Jumping Into C++: Calculating Unknowns

Eric Battalio

February 20th, 20130 0

Last time, I wrote a C++ program to count words in text files. This time, write some code to calculate the motion of an object as an excuse to create a class, use function pointers and mess with some new containers. Thanks to my colleagues Ale Contenti and Andy Rich for providing the inspiration and original Simple Physics Calculator application, James McNellis for reviewing drafts and providing code snippets, and Stephan Lavavej for additional feedback.

Requirements

This time, I need to develop a class that provides information about the motion of an object.
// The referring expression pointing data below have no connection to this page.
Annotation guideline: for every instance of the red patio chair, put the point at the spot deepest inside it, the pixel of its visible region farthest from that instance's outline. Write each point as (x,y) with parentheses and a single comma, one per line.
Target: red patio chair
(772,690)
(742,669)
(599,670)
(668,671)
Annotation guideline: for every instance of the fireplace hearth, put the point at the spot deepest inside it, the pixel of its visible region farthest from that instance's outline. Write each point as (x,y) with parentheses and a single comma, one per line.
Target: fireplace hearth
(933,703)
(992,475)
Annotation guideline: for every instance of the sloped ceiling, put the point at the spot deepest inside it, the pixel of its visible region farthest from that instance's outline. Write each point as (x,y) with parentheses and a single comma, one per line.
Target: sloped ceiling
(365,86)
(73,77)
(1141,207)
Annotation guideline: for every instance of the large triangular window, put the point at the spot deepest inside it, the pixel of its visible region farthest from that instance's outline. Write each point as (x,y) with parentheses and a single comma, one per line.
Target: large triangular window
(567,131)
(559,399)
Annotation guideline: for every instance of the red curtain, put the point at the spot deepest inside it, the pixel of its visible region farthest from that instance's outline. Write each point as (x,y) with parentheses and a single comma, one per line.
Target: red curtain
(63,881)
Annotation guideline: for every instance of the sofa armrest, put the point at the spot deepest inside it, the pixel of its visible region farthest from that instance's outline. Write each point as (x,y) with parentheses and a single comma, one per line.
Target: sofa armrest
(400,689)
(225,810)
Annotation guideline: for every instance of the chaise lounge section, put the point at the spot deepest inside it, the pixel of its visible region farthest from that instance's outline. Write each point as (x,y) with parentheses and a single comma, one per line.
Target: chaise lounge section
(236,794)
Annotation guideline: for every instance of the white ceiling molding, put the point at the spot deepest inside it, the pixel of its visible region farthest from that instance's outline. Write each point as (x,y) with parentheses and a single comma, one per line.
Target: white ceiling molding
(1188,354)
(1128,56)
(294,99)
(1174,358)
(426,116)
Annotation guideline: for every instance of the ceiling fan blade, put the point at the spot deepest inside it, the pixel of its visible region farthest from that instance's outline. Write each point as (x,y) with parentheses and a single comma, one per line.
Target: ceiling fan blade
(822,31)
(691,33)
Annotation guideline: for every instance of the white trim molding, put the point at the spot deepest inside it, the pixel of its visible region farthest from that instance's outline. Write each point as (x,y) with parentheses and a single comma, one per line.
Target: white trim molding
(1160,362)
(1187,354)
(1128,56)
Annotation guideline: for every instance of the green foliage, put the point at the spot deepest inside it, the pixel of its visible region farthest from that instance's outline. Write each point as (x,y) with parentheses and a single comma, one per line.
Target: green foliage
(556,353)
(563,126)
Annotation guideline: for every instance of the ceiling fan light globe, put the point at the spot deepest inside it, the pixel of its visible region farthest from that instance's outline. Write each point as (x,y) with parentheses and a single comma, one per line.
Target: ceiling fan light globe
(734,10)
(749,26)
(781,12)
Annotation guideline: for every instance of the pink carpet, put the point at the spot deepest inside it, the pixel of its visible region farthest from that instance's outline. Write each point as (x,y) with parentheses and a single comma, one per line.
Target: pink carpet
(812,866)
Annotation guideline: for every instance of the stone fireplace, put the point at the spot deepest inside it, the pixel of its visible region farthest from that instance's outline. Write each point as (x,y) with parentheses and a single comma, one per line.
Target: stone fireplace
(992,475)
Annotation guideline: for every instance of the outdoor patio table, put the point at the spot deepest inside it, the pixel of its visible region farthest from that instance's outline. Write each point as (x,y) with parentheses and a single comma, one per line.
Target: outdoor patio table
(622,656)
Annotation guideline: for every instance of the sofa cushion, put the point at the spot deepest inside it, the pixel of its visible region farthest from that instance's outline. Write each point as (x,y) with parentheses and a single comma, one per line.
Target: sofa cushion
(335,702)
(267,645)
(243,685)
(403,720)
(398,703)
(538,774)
Requirements include:

There are five equation variables: distance, time, acceleration, initial velocity, and final velocity.
Use the Kinematic Equations to calculate for two unknown equation variables when the other three variables are known.
Provide a way to clear or reset the variables back to an unset state.
Avoid calculations with division by zero, negative square roots, or when there are not exactly two unknown and three known values.

For example, if the class is given distance (250 meters), time (7.3 seconds) and acceleration (3.2 meters/second squared), if should calculate the unknown values initial velocity (22.5666 m/s) and final velocity (45.9266 m/s). Resetting the class makes it ready to accept a new set of known values. If there is a problem calculating the unknowns, the operation should fail with an error message. For this exercise the code is used in a console application, but it should be general enough to be usable to drive a UI like this one:

As a bonus requirement, the code should be portable. For those who cannot wait, grab the codeand dig in. [Updated 2/25/2013: Code is also on GitHub at https://github.com/ebattalio/calculate-unknowns]

First Version: The General Problem

My first attempt addressed the general problem of solving for two unknowns with three known values. The final solution will still need to use the Kinematic Equations, but the general solution is simpler for me to work with (I don’t need to worry about the subtleties of physics and the equations) and can be used as the starting point for similar applications in other domains or with more variables. The math is not difficult, but I’m here for the C++. The real equations will be mixed in later. (Thanks XKCD!) Before cracking open Visual Studio, I wondered what code would handle the combination of known and unknown values. The first thing that popped into my head was “if statements”; use a bunch of cascading if statements to cull known values and calculate unknown values. Each if statement would check for a particular combination of unknown values, one for each combination. How many combinations are there?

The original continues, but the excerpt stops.